The interface does not declare any members or implement two or more other interfaces.

By default, this rule only looks at externally visible interfaces, but this is configurable.

Rule description

Interfaces define members that provide a behavior or usage contract. The functionality that is described by the interface can be adopted by any type, regardless of where the type appears in the inheritance hierarchy. A type implements an interface by providing implementations for the members of the interface. An empty interface does not define any members. Therefore, it does not define a contract that can be implemented.

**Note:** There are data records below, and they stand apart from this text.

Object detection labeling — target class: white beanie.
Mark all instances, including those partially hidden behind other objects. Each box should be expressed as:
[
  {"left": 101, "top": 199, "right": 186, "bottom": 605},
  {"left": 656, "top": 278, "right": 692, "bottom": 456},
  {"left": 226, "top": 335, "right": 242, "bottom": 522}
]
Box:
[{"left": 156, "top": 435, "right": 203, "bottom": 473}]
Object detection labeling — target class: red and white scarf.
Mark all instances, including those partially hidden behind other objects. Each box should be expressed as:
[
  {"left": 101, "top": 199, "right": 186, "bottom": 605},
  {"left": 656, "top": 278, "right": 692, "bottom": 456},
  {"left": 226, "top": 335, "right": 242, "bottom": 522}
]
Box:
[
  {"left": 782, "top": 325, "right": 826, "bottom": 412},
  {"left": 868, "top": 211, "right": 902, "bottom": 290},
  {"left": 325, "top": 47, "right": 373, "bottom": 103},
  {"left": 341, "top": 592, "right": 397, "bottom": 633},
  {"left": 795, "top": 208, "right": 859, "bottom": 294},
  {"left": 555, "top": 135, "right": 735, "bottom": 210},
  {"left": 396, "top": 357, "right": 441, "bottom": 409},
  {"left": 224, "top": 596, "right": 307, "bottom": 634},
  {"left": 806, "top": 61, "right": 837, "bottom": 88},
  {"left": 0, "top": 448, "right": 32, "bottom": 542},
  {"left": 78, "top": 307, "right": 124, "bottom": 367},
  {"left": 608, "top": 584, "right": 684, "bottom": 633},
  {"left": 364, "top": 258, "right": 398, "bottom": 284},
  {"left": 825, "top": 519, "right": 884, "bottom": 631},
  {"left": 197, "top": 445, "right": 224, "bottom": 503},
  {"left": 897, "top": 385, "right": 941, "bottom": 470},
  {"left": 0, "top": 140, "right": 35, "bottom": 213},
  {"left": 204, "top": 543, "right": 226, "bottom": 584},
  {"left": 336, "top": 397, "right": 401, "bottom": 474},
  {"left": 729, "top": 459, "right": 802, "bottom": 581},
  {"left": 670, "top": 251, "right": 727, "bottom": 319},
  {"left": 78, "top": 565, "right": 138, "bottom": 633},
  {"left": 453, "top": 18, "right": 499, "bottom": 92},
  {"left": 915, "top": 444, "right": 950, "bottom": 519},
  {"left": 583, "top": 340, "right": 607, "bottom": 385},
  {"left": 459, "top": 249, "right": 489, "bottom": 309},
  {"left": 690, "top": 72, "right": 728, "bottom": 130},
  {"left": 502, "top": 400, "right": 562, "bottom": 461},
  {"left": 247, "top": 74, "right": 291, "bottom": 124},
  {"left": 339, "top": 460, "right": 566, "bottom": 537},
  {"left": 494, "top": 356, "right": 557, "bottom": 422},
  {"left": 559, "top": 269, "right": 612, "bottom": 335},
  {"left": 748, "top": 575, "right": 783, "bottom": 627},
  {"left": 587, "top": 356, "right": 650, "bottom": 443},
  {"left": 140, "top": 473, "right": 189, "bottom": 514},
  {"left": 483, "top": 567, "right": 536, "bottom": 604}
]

If your design includes empty interfaces that types are expected to implement, you are probably using an interface as a marker or a way to identify a group of types. If this identification will occur at run time, the correct way to accomplish this is to use a custom attribute. Use the presence or absence of the attribute, or the properties of the attribute, to identify the target types. If the identification must occur at compile time, then it is acceptable to use an empty interface.

How to fix violations

Remove the interface or add members to it. If the empty interface is being used to label a set of types, replace the interface with a custom attribute.

When to suppress warnings

It is safe to suppress a warning from this rule when the interface is used to identify a set of types at compile time.

Suppress a warning

If you just want to suppress a single violation, add preprocessor directives to your source file to disable and then re-enable the rule.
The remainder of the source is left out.